Figure 6: Responses to high government debt growth regimes and amplification by the high inflation regime Source: Authors’ calculations

The results in Figure 6 show that high inflation regimes amplify the responses of inflation expectations to positive government debt growth shocks in the thigh debt regime. In the absence of the high inflation regime channel, inflation expectations across the spectrum increase less, as shown by the counterfactual responses. On the other hand, the results in Figure 7 show that the low inflation regime channel lowers the response of inflation expectations to positive government debt growth shocks in the low debt regime. The actual responses of inflation expectations are lower than the counterfactual responses when the role of the low inflation regime channel is closed in the model. Hence, the low inflation regime dampens the effects of positive government debt growth shocks in the low debt regime.

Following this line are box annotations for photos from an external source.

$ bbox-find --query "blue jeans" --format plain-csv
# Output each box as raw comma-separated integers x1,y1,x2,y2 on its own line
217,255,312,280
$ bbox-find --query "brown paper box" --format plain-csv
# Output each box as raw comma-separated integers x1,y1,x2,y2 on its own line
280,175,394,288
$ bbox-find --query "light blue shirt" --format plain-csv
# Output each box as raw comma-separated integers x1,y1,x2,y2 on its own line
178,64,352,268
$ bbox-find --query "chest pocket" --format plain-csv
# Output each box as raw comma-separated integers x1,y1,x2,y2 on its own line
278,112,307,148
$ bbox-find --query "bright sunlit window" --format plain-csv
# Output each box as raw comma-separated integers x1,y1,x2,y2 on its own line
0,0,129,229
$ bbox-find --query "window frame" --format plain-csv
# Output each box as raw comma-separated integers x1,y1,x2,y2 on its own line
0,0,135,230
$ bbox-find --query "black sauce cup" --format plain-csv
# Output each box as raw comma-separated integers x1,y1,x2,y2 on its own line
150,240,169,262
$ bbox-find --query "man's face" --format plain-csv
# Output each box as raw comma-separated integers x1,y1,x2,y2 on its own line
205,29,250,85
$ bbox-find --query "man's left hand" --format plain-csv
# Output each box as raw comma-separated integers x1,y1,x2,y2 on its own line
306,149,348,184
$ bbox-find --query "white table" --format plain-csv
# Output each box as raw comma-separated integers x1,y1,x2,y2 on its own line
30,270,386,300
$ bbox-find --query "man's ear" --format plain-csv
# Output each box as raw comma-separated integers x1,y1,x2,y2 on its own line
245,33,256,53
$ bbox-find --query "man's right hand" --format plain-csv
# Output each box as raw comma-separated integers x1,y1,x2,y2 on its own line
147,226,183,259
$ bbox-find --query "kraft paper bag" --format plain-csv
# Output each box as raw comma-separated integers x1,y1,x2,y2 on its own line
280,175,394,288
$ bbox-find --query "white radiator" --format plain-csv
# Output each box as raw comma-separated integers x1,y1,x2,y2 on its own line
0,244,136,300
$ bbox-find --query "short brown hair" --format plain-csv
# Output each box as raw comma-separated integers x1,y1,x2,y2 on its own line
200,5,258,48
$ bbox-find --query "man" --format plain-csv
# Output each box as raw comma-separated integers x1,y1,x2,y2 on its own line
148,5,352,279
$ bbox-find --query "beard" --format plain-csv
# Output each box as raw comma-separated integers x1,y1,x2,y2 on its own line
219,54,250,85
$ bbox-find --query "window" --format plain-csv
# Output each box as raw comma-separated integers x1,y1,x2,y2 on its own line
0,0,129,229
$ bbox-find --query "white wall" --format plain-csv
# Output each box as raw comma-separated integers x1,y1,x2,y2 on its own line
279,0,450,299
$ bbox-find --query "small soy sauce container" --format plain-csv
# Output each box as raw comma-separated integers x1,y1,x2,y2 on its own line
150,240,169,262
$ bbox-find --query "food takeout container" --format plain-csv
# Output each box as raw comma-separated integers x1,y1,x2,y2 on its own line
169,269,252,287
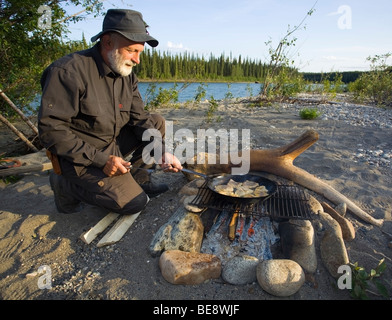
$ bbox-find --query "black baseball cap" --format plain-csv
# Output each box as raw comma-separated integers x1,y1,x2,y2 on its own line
91,9,159,47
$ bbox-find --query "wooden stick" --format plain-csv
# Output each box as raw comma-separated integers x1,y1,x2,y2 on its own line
0,114,39,152
187,130,384,227
97,212,140,247
80,212,119,244
0,89,38,136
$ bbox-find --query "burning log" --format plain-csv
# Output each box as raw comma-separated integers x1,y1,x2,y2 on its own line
188,130,383,227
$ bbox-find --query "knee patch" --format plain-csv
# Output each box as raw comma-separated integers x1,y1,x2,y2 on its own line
117,192,150,214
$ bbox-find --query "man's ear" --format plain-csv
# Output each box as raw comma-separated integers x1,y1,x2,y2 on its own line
101,33,113,50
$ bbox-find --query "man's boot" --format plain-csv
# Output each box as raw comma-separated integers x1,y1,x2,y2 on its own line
49,172,83,213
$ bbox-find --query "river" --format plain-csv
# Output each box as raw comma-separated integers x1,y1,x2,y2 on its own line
139,82,261,102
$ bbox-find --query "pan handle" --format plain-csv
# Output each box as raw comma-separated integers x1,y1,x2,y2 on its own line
181,168,208,180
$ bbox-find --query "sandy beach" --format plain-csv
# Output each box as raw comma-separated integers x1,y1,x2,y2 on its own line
0,96,392,301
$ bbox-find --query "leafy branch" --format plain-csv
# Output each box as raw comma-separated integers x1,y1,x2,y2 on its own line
350,259,389,300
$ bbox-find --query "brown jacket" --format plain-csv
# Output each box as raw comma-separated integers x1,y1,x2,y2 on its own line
38,43,153,171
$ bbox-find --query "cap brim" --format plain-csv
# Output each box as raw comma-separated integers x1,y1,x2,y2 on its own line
91,30,159,47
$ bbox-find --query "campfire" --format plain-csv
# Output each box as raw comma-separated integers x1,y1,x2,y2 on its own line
150,130,376,296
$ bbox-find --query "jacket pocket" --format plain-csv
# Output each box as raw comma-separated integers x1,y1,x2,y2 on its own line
80,101,102,117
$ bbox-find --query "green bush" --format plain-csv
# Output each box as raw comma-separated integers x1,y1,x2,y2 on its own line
349,53,392,107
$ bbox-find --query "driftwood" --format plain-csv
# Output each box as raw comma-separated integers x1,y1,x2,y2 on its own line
0,89,38,135
0,114,39,152
188,130,383,227
0,89,38,152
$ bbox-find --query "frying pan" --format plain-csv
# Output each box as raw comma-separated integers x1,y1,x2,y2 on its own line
182,168,278,204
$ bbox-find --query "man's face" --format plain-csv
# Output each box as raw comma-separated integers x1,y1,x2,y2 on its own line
108,34,144,77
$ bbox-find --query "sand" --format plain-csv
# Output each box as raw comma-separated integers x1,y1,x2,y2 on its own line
0,93,392,305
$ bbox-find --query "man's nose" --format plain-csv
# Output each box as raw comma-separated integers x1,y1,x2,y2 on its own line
131,53,140,64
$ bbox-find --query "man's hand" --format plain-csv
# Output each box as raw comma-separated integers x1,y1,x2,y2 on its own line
161,152,182,172
103,156,131,177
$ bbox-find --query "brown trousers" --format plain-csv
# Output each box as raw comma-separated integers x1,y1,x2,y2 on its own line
59,114,165,214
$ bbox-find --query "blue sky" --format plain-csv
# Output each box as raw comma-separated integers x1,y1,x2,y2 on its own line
67,0,392,72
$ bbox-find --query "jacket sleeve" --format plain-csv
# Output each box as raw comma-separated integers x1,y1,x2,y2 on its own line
38,66,108,167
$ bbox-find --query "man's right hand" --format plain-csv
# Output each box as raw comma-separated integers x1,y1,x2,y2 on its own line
103,156,131,177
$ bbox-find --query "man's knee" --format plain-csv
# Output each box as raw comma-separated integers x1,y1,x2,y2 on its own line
151,113,166,137
116,192,150,215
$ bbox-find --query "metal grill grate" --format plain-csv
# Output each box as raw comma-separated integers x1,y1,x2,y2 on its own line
190,183,312,219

Figure 7: Responses to low government debt growth regimes and amplification by the low inflation regime Source: Authors’ calculations

Robustness analysis


This section concludes the analysis in this paper by conducting the robustness analysis of the results of the responses of inflation and inflation expectations to fiscal policy variables. The results in Figure 8 show that the results are robust to changes to the model size and parameters or specification. Headline inflation increases in response to positive budget deficit shocks, and this is followed by an increase in inflation across the spectrum. Similar to the results in the previous section, current inflation expectations increase more than the one-year and two-year ahead inflation expectations in Figure 8(d). Inflation and inflation expectations are sensitive to fiscal policy shocks. Thus, it is concluded that the conduct of fiscal policy matters for the price stability mandate


Figure 8: Responses to positive budget deficit shocks Source: Authors’ calculations Note: The grey shaded areas denote the 16th and 84th percentile confidence bands

Conclusions and policy implications

Do government debt growth thresholds matter for inflation expectations in South Africa? We find that inflation expectations increase across the spectrum in response to positive government debt growth shocks. Using the government debt growth above and below 10 per cent as the demarcation for low and high debt growth regimes, we establish that low and high government debt growth regimes exert different effects on inflation expectations across the spectrum. All inflation expectations measures increase in the high government debt growth regime compared to the low government debt growth regime. Furthermore, when we use the 4.5 per cent inflation threshold to delineate high and low inflation regimes, the evidence shows the inflation regimes matter for the propagation of positive government debt growth shocks to inflation expectations. The evidence shows that high inflation regimes amplify the responses of inflation expectations to positive government debt growth shocks in the high debt regime. In the absence of the high inflation regime channel, inflation expectations across the spectrum increase less as shown by the counterfactual responses. However, the low inflation regime channel lowers the response of inflation expectations to positive government debt growth shocks in the low debt regime. The implication is that government debt growth thresholds and inflation regimes matter for the achievement of the price stability mandate. In addition, the results indicate the importance of co-ordination between monetary policy and fiscal policy, as the conduct of these policies interacts and has spill-over effects on each other’s policy objectives.